Diclaimer: Meyer, de nosotras, lotocastematamos. Fin.

Summary: Ha caído en su juego una vez más, pero para nada se arrepiente. –Drabble, Leah/Edward. Regalo navideño para Sil.

AnaAnna say: Regalo navideño para Silfer. Eres genial, linda. Bonitas fiestas. Love you!

Carnival of rust

«Come feed the rain, Cos I'm thirsty for

your love, dancing underneath the skies of lust».

No es como si no pudiera vivir sin ella; porque puede. Lo ha hecho, lo hace, lo hará; sólo que no quiere. Al menos no por ahora.

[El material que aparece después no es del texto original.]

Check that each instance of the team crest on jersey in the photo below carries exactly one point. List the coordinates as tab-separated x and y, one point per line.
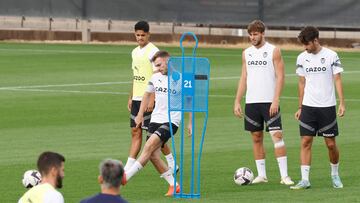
265	54
322	60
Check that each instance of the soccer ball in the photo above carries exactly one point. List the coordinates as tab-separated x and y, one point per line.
31	178
243	176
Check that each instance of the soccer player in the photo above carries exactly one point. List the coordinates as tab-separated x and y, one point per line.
318	69
262	77
142	71
159	128
51	168
111	172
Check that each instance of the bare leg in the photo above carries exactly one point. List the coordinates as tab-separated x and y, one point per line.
333	150
305	154
136	141
258	146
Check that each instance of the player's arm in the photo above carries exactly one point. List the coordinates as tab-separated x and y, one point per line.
130	98
144	103
280	77
241	88
151	104
301	87
340	92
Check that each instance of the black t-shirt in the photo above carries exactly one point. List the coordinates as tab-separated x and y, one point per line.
104	198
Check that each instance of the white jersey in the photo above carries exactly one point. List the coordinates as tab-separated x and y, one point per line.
142	68
43	193
261	79
318	70
159	84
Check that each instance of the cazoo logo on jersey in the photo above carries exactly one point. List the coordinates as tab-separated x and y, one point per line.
257	63
164	90
315	69
139	78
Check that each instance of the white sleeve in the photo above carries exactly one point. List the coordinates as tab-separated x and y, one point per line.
336	65
53	197
152	53
151	87
299	67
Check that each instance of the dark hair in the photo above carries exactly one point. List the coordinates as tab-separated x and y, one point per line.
308	34
112	172
161	54
142	25
48	160
256	26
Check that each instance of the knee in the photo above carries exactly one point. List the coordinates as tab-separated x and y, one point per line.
277	139
306	144
331	146
257	139
136	133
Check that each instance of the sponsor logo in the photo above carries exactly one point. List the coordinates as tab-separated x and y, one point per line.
315	69
322	60
257	63
328	134
139	78
164	90
265	54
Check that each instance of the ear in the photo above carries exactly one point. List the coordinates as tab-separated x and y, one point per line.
53	171
100	179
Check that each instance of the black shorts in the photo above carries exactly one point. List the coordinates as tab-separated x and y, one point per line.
135	107
319	121
162	130
258	113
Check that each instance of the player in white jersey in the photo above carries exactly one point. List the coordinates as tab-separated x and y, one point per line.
318	69
51	167
262	77
159	128
142	72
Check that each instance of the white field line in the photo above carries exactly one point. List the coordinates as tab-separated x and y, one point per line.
126	93
127	53
126	82
69	91
65	85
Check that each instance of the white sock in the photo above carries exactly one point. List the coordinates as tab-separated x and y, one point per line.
334	169
129	163
260	165
305	171
168	177
282	162
170	160
133	170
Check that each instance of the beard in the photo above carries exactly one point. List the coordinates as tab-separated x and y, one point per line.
58	181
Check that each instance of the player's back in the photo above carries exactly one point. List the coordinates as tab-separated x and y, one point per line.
43	193
104	198
260	72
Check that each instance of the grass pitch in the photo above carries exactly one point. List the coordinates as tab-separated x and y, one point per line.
72	99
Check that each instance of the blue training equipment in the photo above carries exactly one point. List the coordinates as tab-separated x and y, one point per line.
188	82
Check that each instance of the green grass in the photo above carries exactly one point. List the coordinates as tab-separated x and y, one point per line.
88	123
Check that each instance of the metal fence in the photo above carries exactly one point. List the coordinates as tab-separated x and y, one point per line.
288	13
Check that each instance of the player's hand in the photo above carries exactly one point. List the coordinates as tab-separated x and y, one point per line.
341	110
237	110
297	114
151	103
150	106
129	104
139	120
274	109
189	129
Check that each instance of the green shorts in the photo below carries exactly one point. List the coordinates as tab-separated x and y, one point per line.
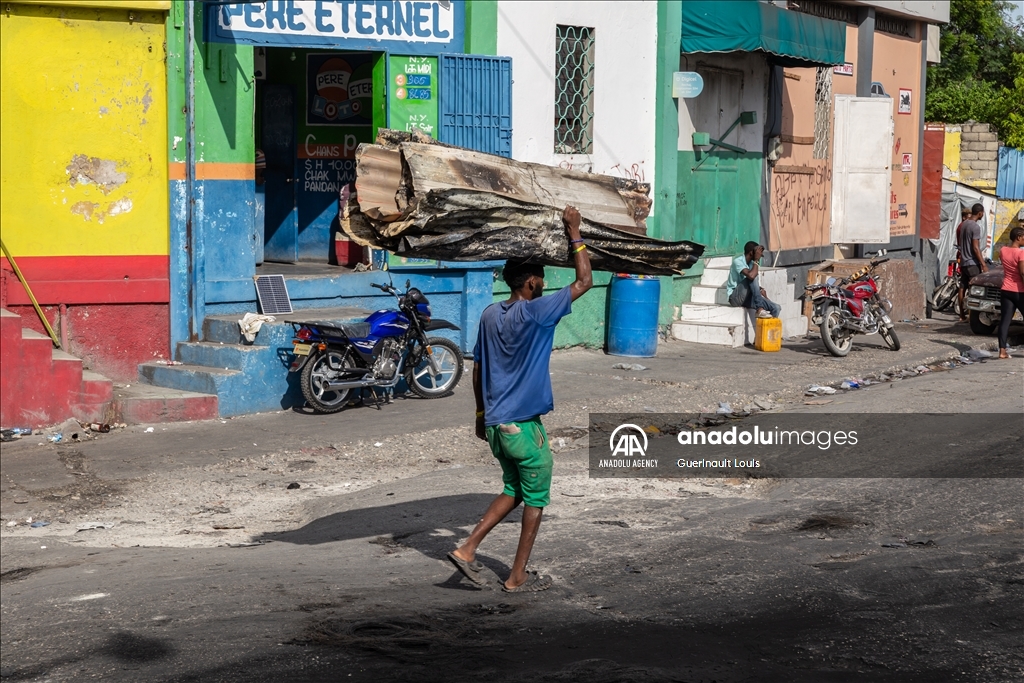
523	452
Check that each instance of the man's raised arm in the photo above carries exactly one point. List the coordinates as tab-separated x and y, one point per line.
584	281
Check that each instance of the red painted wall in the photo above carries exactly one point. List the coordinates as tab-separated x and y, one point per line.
112	339
931	181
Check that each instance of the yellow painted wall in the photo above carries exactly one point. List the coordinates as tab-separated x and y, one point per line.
1005	220
83	125
950	153
156	5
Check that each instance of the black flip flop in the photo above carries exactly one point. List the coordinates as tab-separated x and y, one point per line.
471	570
535	584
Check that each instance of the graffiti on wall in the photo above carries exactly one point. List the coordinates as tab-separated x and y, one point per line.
800	205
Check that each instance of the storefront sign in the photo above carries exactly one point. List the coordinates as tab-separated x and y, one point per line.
686	84
413	93
398	26
904	100
339	89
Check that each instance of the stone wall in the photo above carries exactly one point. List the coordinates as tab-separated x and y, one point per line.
979	153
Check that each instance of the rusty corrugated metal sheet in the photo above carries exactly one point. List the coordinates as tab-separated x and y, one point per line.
1010	181
435	201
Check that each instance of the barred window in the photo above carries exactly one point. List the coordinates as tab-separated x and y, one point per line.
893	25
573	89
822	112
824	9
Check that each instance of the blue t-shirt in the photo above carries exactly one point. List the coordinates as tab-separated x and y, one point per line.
513	348
736	273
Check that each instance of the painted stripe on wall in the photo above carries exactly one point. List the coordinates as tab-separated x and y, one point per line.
213	171
78	280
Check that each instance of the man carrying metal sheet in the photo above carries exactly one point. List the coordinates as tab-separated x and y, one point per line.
513	389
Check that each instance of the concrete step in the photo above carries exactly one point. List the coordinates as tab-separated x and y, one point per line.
795	327
721	334
709	295
719	262
690	312
219	354
264	385
715	276
141	403
199	379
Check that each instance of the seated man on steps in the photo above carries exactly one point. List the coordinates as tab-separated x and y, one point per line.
742	288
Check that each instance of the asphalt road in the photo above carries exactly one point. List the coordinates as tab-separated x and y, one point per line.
791	580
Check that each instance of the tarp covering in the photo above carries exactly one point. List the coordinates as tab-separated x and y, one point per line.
748	26
433	201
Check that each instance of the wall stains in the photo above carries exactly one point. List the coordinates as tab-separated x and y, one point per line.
84	209
89	209
91	170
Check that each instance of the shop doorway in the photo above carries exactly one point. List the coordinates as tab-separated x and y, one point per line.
313	108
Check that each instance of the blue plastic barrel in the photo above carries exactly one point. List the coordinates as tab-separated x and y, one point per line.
633	315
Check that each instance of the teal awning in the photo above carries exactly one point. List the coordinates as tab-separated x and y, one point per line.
749	26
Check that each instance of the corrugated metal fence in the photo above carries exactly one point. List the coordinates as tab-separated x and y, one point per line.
476	102
1010	181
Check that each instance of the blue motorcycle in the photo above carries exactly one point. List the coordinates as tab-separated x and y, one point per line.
390	345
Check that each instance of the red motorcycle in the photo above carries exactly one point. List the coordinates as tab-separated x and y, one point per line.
851	306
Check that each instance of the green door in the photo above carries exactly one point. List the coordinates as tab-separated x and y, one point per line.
719	191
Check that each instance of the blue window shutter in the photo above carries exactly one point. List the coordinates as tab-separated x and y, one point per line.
475	102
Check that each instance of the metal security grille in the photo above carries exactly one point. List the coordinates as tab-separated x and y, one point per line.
822	112
573	89
893	25
828	10
272	294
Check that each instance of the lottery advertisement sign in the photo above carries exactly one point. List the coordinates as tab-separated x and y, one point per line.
339	89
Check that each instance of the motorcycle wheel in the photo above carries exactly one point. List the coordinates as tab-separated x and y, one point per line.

Él no quería que llegara tan lejos, no, claro que no, pero no pudo hacer nada para evitarlo. Ella era la tentación hecha mujer, la sensualidad en forma sólida, el deseo mismo.

Y el juego comienza.

No es como si le agradara eso de ir a la casa de las sanguijuelas cada día para acompañar a Jacob, pero no puede evitarlo. A veces Leah piensa que es masoquista y puede que sí lo sea. Un poco, al menos.

Es casi una rutina. Pero más interesante, y adictiva. Es llegar, y caer en ese mar dorado, donde la lujuria brilla, y el deseo baila.

Edward la mira. Pero no como mira a Alice, o Rose, ni si quiera a Bella. La mira de esa forma, y ella sabe lo que ocurrirá. Porque Leah es débil, y la tentación muy fuerte. Entonces sin palabras se dicen lo que quieren, y nadie se da cuenta de que están a punto de hacerlo por última vez (de nuevo).

Sus movimientos son precisos, estudiados, sigilosos, memorizados gracias a la experiencia. Es salir y perderse en algún lugar alejado hasta las tantas, y no dormir en toda la noche (al menos ella, por supuesto).

Es mentir diciendo 'no lo repetiremos' y después besarse contra un árbol roto, o contra el piso sucio. Arrancarse la ropa, sin fijarse en dónde cae, y tocar la piel que va quedando desnuda. Besándose, tocándose, mordiéndose.

Y todo se repite. Una y otra y otra vez, hasta que el sol sale y cada uno debe regresar y pretender que lo que destilan sus ojos es odio no deseo. Que el bosque no fue testigo de aquellos deslices, aquellos gemidos y esos encantadores movimientos. Que son enemigos, no amantes.